Marcelo Yuka fala sobre o Nordeste de Amaralina em Bate-Papo com comunidade

“Aqui nesse bairro se faz um carnaval alternativo. Um carnaval à margem do carnaval do poder”, afirmou Marcelo Yuka

Um bate-papo aberto e franco com a comunidade. Esse foi tom do evento, organizado pela Associação Circuito Mestre Bimba, que contou com a participação do músico e ex-integrante da banda “O Rappa”, Marcelo Yuka. O encontro foi realizado na manhã de ontem (14) no colégio Carlos Santana II.
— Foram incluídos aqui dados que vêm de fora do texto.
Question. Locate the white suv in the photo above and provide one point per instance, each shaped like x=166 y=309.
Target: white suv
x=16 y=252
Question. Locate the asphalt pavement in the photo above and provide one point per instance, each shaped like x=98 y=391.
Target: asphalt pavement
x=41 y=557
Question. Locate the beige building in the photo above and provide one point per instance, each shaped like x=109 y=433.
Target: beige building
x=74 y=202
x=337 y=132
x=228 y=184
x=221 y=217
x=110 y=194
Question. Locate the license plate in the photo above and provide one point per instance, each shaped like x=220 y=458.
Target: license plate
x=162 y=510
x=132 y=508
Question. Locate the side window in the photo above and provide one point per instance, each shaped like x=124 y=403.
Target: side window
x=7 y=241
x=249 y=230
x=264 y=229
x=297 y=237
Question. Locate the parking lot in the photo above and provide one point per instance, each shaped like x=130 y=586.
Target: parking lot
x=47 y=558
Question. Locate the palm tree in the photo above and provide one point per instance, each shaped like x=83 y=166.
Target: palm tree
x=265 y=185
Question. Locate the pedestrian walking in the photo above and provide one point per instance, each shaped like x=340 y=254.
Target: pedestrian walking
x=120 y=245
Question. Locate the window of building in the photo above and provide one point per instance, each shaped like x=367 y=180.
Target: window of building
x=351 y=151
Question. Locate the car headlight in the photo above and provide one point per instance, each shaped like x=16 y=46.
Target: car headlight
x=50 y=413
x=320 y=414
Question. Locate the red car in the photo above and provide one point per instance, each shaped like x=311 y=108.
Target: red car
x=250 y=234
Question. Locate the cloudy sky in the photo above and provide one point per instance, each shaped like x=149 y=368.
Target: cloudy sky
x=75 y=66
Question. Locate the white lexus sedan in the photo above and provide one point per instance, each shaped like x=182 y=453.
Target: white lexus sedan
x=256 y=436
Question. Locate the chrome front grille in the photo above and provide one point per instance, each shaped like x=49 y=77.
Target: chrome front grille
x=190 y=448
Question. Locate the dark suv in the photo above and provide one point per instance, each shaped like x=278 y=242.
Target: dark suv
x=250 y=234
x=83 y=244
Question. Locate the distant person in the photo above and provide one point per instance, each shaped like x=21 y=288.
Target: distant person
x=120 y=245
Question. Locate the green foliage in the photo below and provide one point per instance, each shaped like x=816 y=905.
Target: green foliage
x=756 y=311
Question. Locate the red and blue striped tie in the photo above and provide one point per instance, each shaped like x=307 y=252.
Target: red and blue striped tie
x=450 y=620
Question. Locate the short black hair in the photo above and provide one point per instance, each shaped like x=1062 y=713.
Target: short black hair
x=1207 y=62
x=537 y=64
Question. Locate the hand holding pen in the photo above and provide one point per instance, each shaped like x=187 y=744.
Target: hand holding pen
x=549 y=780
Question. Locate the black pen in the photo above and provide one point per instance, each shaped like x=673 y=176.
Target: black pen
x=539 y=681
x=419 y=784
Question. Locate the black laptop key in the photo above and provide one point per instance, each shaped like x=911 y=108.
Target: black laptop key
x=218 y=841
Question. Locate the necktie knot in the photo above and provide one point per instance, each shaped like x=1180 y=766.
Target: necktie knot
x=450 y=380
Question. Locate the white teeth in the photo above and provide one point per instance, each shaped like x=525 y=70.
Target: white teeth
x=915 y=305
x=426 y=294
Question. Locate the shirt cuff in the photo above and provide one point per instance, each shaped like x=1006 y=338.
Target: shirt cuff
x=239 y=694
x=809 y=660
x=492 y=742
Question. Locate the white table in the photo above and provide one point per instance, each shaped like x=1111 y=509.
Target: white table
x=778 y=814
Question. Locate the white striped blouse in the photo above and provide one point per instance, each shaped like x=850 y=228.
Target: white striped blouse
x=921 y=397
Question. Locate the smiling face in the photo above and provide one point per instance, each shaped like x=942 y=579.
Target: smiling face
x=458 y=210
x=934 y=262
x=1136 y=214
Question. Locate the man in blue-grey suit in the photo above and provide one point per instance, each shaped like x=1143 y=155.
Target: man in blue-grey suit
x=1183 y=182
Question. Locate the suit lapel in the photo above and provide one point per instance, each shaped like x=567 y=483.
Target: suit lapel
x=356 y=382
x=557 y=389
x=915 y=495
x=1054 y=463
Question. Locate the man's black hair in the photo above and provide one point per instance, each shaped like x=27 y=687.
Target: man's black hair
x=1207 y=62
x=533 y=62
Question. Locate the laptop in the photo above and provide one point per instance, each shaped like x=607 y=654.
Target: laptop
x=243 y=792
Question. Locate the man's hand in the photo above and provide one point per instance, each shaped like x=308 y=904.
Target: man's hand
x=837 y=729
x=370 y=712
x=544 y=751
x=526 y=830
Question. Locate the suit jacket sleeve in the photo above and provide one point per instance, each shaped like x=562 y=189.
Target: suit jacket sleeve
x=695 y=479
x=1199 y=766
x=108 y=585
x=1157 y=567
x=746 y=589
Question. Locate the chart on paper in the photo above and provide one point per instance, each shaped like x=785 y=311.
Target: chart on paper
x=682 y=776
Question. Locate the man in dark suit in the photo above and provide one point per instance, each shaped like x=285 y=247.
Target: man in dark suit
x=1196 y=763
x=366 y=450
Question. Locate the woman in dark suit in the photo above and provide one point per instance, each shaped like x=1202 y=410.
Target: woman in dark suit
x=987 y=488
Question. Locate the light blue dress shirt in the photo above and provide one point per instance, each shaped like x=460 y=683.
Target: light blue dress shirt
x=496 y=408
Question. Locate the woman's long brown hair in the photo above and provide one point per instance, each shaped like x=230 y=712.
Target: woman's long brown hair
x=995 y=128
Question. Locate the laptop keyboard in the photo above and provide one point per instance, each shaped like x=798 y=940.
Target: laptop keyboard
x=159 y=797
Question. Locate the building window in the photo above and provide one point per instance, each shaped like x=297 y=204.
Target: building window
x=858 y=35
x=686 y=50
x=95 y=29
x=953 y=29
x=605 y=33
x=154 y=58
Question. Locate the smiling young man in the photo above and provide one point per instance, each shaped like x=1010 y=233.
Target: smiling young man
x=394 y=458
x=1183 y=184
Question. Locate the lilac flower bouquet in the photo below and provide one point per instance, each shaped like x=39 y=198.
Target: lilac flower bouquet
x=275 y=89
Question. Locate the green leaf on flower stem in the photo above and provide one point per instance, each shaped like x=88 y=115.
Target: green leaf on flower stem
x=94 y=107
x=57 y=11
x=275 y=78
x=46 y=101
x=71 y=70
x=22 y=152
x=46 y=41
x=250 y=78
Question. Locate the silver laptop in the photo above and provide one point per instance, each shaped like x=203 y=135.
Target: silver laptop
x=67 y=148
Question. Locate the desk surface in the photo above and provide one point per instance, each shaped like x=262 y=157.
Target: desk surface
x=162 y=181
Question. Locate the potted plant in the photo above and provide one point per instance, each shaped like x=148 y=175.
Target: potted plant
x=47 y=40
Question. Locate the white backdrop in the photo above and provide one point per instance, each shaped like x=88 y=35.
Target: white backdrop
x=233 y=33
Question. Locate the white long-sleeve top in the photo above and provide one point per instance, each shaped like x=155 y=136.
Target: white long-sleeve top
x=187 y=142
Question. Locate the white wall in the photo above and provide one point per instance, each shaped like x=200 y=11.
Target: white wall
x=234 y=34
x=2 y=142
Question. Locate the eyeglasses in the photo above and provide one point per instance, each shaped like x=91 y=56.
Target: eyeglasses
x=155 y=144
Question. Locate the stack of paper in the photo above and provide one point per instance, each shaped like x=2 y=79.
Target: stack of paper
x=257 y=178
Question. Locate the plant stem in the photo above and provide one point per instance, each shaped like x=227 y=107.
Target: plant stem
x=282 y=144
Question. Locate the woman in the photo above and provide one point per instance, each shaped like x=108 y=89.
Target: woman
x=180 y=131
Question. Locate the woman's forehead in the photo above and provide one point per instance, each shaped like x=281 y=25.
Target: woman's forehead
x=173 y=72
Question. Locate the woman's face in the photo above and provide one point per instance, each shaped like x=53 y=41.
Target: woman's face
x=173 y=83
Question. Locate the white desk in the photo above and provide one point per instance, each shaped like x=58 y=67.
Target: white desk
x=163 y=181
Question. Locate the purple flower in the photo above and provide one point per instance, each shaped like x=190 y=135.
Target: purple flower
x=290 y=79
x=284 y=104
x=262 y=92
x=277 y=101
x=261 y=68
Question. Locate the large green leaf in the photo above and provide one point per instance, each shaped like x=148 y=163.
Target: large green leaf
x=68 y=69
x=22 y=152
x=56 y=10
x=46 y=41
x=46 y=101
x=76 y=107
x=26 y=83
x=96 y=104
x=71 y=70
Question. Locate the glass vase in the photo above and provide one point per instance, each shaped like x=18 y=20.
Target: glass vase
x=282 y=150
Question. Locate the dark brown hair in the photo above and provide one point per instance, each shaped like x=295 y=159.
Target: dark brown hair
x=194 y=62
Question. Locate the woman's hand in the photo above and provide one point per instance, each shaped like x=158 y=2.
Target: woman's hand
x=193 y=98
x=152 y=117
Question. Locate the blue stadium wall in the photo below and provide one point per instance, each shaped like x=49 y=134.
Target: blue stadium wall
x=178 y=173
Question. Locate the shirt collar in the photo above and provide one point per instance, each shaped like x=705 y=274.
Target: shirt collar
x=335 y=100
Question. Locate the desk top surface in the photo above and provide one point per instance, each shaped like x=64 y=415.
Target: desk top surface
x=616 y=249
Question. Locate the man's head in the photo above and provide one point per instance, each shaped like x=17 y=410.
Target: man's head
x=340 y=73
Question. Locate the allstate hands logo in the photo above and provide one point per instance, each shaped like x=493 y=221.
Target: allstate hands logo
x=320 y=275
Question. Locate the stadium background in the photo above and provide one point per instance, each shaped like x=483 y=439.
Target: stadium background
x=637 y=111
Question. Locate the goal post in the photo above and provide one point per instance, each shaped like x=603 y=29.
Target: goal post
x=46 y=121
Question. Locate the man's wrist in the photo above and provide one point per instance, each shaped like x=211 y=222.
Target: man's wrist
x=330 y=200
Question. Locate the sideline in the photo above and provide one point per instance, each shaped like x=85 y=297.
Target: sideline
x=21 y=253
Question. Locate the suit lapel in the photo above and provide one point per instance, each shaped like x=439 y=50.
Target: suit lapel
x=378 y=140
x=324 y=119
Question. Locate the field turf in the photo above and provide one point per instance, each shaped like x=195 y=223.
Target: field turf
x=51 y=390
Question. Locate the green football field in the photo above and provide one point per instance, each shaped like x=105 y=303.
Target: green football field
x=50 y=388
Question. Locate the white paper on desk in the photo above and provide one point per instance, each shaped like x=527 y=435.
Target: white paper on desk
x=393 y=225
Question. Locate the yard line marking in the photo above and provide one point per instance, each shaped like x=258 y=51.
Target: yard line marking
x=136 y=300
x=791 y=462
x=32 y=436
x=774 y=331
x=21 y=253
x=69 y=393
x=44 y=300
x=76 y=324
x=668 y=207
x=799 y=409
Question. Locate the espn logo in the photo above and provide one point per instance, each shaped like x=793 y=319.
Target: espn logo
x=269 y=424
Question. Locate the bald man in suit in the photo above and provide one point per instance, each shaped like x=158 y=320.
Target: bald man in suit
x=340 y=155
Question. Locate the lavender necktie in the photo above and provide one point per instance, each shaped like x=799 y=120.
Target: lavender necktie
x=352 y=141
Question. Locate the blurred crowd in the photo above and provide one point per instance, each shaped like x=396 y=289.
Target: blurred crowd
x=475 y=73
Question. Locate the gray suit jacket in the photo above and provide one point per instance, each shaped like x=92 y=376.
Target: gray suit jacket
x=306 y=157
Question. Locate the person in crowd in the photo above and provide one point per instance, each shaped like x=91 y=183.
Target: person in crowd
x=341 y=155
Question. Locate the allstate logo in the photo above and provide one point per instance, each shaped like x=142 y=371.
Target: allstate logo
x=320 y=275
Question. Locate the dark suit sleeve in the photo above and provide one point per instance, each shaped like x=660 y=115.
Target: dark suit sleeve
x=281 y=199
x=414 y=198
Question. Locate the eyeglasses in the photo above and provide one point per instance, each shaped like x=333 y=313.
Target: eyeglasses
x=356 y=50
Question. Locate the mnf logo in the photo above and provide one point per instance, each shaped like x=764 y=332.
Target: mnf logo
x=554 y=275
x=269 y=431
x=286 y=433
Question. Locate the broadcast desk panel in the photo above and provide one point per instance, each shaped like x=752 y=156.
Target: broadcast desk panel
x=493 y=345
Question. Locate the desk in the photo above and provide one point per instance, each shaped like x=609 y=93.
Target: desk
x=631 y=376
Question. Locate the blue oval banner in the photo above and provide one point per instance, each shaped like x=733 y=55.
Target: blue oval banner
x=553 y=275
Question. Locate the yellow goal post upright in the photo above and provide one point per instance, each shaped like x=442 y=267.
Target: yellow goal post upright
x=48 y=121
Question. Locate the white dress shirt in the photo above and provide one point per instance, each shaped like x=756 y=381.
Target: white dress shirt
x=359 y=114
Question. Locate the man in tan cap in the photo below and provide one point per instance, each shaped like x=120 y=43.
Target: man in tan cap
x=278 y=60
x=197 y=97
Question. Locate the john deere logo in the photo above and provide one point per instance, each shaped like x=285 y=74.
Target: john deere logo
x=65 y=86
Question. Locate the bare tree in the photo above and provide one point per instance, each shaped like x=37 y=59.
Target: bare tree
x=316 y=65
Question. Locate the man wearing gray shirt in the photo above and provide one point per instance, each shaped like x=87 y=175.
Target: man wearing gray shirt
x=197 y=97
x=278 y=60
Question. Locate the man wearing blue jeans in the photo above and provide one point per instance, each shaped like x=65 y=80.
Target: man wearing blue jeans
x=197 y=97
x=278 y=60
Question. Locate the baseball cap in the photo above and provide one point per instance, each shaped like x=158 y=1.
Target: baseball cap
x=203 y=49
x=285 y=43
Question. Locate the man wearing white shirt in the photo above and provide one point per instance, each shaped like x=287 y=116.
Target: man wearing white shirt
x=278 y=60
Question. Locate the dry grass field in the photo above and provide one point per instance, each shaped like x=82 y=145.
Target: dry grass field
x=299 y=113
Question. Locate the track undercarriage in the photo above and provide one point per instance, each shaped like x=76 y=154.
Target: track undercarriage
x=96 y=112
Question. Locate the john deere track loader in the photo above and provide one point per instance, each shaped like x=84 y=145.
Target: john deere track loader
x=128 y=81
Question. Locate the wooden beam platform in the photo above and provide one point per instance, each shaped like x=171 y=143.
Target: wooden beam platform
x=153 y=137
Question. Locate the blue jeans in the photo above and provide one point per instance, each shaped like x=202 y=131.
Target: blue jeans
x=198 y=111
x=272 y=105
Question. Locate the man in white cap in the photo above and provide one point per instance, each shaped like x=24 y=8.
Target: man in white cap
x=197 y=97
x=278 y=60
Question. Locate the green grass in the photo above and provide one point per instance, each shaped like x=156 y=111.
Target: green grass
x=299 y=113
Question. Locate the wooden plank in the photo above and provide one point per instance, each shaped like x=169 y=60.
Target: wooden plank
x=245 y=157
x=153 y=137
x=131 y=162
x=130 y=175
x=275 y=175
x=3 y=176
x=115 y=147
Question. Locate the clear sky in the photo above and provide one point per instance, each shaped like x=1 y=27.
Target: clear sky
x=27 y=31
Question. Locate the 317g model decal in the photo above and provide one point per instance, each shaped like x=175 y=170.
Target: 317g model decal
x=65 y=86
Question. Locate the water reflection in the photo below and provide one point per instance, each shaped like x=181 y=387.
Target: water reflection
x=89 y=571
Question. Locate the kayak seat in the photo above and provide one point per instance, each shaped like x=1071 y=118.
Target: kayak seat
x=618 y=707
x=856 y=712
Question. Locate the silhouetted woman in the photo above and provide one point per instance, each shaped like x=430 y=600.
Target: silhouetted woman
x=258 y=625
Ativista político conectado com os mais diversos assuntos, Yuka mostrou sua habitual desenvoltura para falar sobre temas como: direitos da mulher, política, movimentos sociais, racismo e até carnaval.  O carnaval do Nordeste não ficou de fora da discussão: “Aqui de alguma maneira construiu-se um circuito de carnaval independente. Aqui nesse bairro se faz um carnaval alternativo. Um carnaval à margem do carnaval do poder”. Crítico ferrenho das “cordas” utilizadas pelos blocos, Yuka lamentou a existência da mesma, também, no circuito Mestre Bimba: “A corda é usar a rua de uma forma extremamente preconceituosa. É uma parte do carnaval elitizado. Então, eu fico bobo como um estado que tem uma manifestação negra tão forte mantem uma coisa tão segregacional como a corda e o abadá. Não combina uma coisa com outra. Como o povo do guetho pode segregar o próprio povo do guetho?”.

Yuka citou duas composições de sua autoria, “Todo camburão tem um pouco de navio” e “A Carne”, para abordar a questão do preconceito racial e a repressão do estado sobre o povo negro. “ O estado só fala gritando. O estado não tem diálogo com a gente”, pontuou o músico.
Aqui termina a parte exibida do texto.